Since then, we have been trying to get details about the audit, to no avail until now, and the information we are getting is not good. We have recently been told by the Secretary's office that the audit will in effect be a secret audit. The office will not disclose how many precincts are going to be audited. And the very worst of it is, the precincts will NOT be randomly selected. The fact that they will not be randomly selected greatly diminishes the effectiveness and integrity of the audit.
It's obvious to most, if the precincts are not randomly selected, how can we really be assured that someone didn't know ahead of time which precincts were going to be counted? We have seen trouble along these lines in the past in other states, where representatives of the voting machines have gone to "service" only the machines that were going to be audited.
But rather than speculating, let's see what the experts have to say about random audits versus secret audits. The Brennan Report is widely considered to be the most comprehensive report on electronic voting systems. Out of its six key recommendations, 4 of them are related directly to audits. Here's what it says:
1. Conduct automatic routine audits comparing voter verified paper records to the electronic record following every election.

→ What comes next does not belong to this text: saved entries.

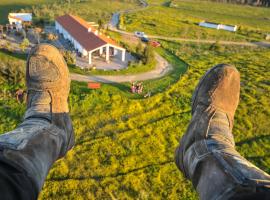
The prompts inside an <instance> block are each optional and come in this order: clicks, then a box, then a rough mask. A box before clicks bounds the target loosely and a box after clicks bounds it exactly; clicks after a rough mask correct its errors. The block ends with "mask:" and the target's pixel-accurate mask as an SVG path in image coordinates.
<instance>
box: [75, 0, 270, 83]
mask: <svg viewBox="0 0 270 200" xmlns="http://www.w3.org/2000/svg"><path fill="white" fill-rule="evenodd" d="M139 1H140V3H141V7H140V8H136V9H130V10H125V11H120V12H116V13H114V14H113V15H112V18H111V21H110V22H109V24H108V28H109V29H110V30H111V31H114V32H118V33H120V34H122V35H128V36H134V34H133V33H131V32H126V31H122V30H119V29H118V23H119V17H120V14H121V13H132V12H138V11H141V10H143V9H146V8H147V7H148V6H149V5H148V3H147V2H146V1H145V0H139ZM148 37H149V38H152V39H163V40H170V41H183V42H193V43H204V44H213V43H216V41H215V40H202V39H187V38H178V37H166V36H158V35H148ZM219 44H222V45H238V46H262V47H270V43H269V42H235V41H219ZM155 58H156V60H157V65H156V67H155V69H153V70H152V71H149V72H145V73H140V74H134V75H106V76H105V75H91V76H89V75H81V74H75V73H72V74H71V79H72V80H75V81H81V82H89V81H95V82H102V83H122V82H132V81H144V80H149V79H156V78H160V77H163V76H165V75H166V74H167V73H168V72H170V71H171V70H172V66H171V65H170V64H169V63H168V61H167V60H165V59H164V58H163V57H161V56H160V55H159V54H157V53H156V54H155Z"/></svg>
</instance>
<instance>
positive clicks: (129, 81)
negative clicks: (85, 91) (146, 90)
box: [70, 53, 172, 83]
mask: <svg viewBox="0 0 270 200" xmlns="http://www.w3.org/2000/svg"><path fill="white" fill-rule="evenodd" d="M155 57H156V60H157V65H156V68H155V69H154V70H152V71H149V72H145V73H141V74H134V75H109V76H99V75H93V76H87V75H81V74H71V75H70V76H71V79H72V80H75V81H81V82H89V81H95V82H101V83H122V82H132V81H144V80H149V79H156V78H160V77H162V76H165V75H166V74H167V73H168V72H169V71H171V70H172V66H171V65H170V64H169V63H168V61H167V60H165V59H164V58H163V57H161V56H160V55H159V54H157V53H156V54H155Z"/></svg>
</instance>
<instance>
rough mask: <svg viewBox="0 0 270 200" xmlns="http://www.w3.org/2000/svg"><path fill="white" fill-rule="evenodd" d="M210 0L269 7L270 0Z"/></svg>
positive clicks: (229, 2)
mask: <svg viewBox="0 0 270 200" xmlns="http://www.w3.org/2000/svg"><path fill="white" fill-rule="evenodd" d="M211 1H214V2H222V3H236V4H246V5H252V6H265V7H270V0H211Z"/></svg>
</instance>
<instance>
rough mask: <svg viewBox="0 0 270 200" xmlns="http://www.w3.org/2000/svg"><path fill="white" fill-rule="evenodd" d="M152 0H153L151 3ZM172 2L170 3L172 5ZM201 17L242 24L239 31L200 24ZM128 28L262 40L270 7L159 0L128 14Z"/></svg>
mask: <svg viewBox="0 0 270 200" xmlns="http://www.w3.org/2000/svg"><path fill="white" fill-rule="evenodd" d="M151 2H152V1H150V3H151ZM170 6H171V7H170ZM202 20H207V21H212V22H216V23H223V24H233V25H238V26H240V30H239V31H238V32H237V33H230V32H226V31H222V30H215V29H208V28H203V27H199V26H198V25H197V24H198V23H199V22H201V21H202ZM125 26H126V29H127V30H128V31H136V30H141V31H144V32H146V33H148V34H152V35H163V36H173V37H183V38H196V39H216V40H221V39H222V40H262V39H264V37H265V35H266V33H267V32H269V31H270V9H269V8H258V7H251V6H243V5H235V4H223V3H214V2H209V1H207V2H206V1H194V0H193V1H181V0H177V1H174V3H173V4H169V3H160V5H158V4H157V2H156V1H154V2H152V5H151V4H150V7H149V8H148V9H146V10H143V11H140V12H137V13H130V14H127V15H125Z"/></svg>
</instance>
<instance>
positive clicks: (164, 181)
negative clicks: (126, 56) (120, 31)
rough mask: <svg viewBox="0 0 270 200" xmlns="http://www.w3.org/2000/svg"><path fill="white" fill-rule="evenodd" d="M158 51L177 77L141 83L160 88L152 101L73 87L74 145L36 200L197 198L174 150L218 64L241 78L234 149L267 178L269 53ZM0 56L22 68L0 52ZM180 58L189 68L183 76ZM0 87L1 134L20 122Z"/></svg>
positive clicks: (1, 80)
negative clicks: (71, 149)
mask: <svg viewBox="0 0 270 200" xmlns="http://www.w3.org/2000/svg"><path fill="white" fill-rule="evenodd" d="M162 46H163V48H164V49H160V50H158V51H159V53H160V54H161V55H163V56H165V57H166V58H167V59H168V60H169V61H170V63H172V64H173V65H174V68H175V70H174V73H173V74H170V75H169V76H167V77H164V78H161V79H158V80H153V81H148V82H146V83H145V85H146V87H147V90H148V89H152V88H151V87H154V86H160V88H159V89H160V90H159V91H158V92H157V93H156V94H155V95H154V96H152V97H150V98H139V99H134V98H133V97H132V94H131V93H130V89H129V86H130V84H108V85H107V84H102V87H101V89H99V90H89V89H88V88H87V84H86V83H78V82H72V84H71V94H70V98H69V103H70V113H71V117H72V120H73V125H74V130H75V134H76V145H75V147H74V149H73V150H71V151H70V152H69V154H68V155H67V156H66V157H65V158H63V159H61V160H60V161H58V162H57V163H55V164H54V166H53V168H52V170H51V171H50V174H49V176H48V178H47V180H46V183H45V186H44V188H43V190H42V193H41V195H40V198H39V199H46V200H48V199H53V200H54V199H61V200H62V199H76V200H78V199H79V200H80V199H82V200H83V199H102V200H103V199H172V200H173V199H183V200H195V199H198V197H197V195H196V193H195V191H194V189H193V188H192V186H191V183H190V182H189V181H187V180H186V179H184V177H183V176H182V174H181V173H180V172H179V171H178V169H177V167H176V166H175V164H174V150H175V147H176V146H177V144H178V140H179V139H180V138H181V136H182V135H183V133H184V132H185V130H186V128H187V126H188V123H189V121H190V119H191V114H190V111H191V107H190V101H191V96H192V93H193V91H194V88H195V86H196V84H197V83H198V81H199V79H200V77H201V76H202V75H203V74H204V73H205V71H206V70H207V69H208V68H210V67H212V66H214V65H216V64H218V63H222V62H223V63H224V62H225V63H231V64H234V65H235V66H236V67H237V69H238V70H239V71H240V72H241V101H240V105H239V107H238V109H237V112H236V118H235V127H234V129H233V133H234V135H235V140H236V144H237V149H238V150H239V151H240V153H241V154H243V155H244V156H246V157H247V158H248V159H249V160H250V161H251V162H253V163H255V164H256V165H258V166H259V167H260V168H262V169H263V170H265V171H266V172H268V173H269V172H270V168H269V166H270V156H269V151H270V136H269V126H270V122H269V120H268V119H269V117H270V104H269V98H270V96H269V95H270V85H269V78H268V77H269V76H270V74H269V73H270V72H269V69H268V66H269V65H270V63H269V56H270V51H269V50H268V49H261V48H250V47H243V48H242V47H229V46H226V47H224V48H221V47H220V48H216V49H217V50H213V48H211V47H210V46H209V45H200V46H198V45H192V44H181V43H173V42H165V41H162ZM0 57H1V59H2V61H3V62H10V61H14V62H16V63H17V62H18V64H20V62H21V61H19V60H18V59H16V58H12V57H11V56H8V55H6V54H5V53H0ZM4 58H6V59H4ZM181 59H183V60H184V61H185V62H186V63H188V64H189V66H188V70H187V71H186V66H184V65H183V63H181V61H180V60H181ZM10 64H11V65H12V66H13V65H14V64H15V63H13V62H12V63H10ZM21 64H23V63H21ZM183 72H185V73H184V74H183ZM176 77H177V79H175V78H176ZM0 80H1V81H2V82H1V84H3V85H4V86H5V88H4V90H0V94H1V95H0V119H1V126H0V128H1V132H5V131H8V130H12V129H13V128H14V127H15V126H16V124H19V123H20V120H21V118H22V116H23V113H24V110H25V107H24V106H25V105H24V104H19V103H17V102H16V100H15V97H14V91H16V90H15V89H17V88H18V87H16V88H14V87H10V86H12V85H11V83H12V82H9V80H7V79H3V80H2V79H0ZM10 81H11V80H10ZM23 82H24V81H23ZM167 83H170V84H169V85H168V84H167ZM162 84H163V85H162ZM165 85H166V87H165ZM150 86H151V87H150ZM22 87H23V86H22ZM1 89H2V88H1ZM147 90H146V92H147Z"/></svg>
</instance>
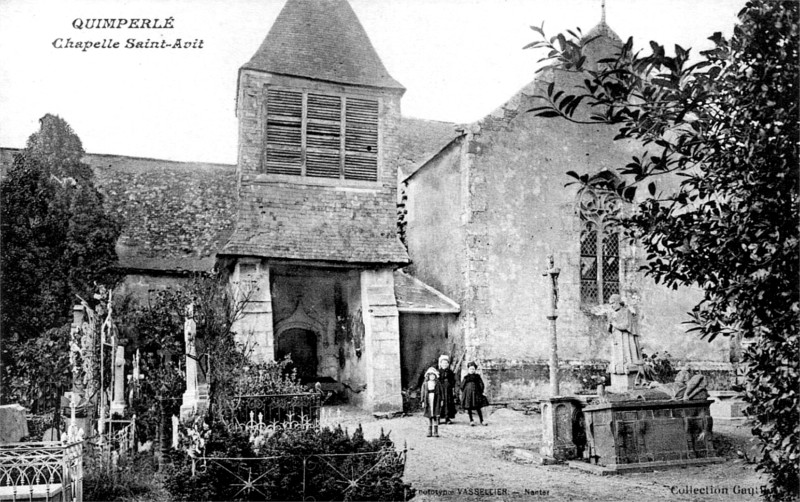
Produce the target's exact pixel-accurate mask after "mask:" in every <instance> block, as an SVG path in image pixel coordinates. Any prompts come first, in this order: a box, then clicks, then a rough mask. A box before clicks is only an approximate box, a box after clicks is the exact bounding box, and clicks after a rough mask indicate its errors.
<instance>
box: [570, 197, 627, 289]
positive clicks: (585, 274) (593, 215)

4. Use a transparent and random selection process for all auditing procedures. For any auditing to be effective (and to ensure that the public is confident in such procedures), jurisdictions must develop and implement transparent and random selection procedures.
6. Institute clear and effective procedures for addressing evidence of fraud or error. Both automatic routine audits and parallel testing are of questionable security value without effective procedures for action where evidence of machine malfunction and/or fraud is discovered.
-Recommendations from the Brennan Report
Now when Deb Markowitz went on the radio nearly 2 months ago and said that the Brennan Report was "affirming" because "the procedures we have in place are the recommended procedures" we assumed back then that our audit was going to be random. So at least recommendation #4 was covered. But now we have learned that our audit is not automatic, transparent, or random, and there are no procedures for addressing evidence of fraud, other than turning it over to the State's Attorney's office and let them decide what to do.
It kind of makes you wonder what Deb was thinking when she said that the Brennan Report was "affirming," and which recommendations she was thinking about when she told the public that we already have them in place.
In fact, out of the 7 recommendations, I can tell you that Vermont is only in compliance with ONE, and one other does not apply to us because we don't use touchscreen voting machines.
This is simply unacceptable. As citizens of Vermont, we have a right to hear the facts as they are. It is not right to tell us we are in compliance with the recommendations of a report when we are not. If we are going to have an audit, we deserve an effective one. And as the Brennan Report states clearly, in order for it to be effective, "jurisdictions must develop and implement transparent and random selection procedures." It even says this is partly to ensure public confidence in the process. WE AGREE.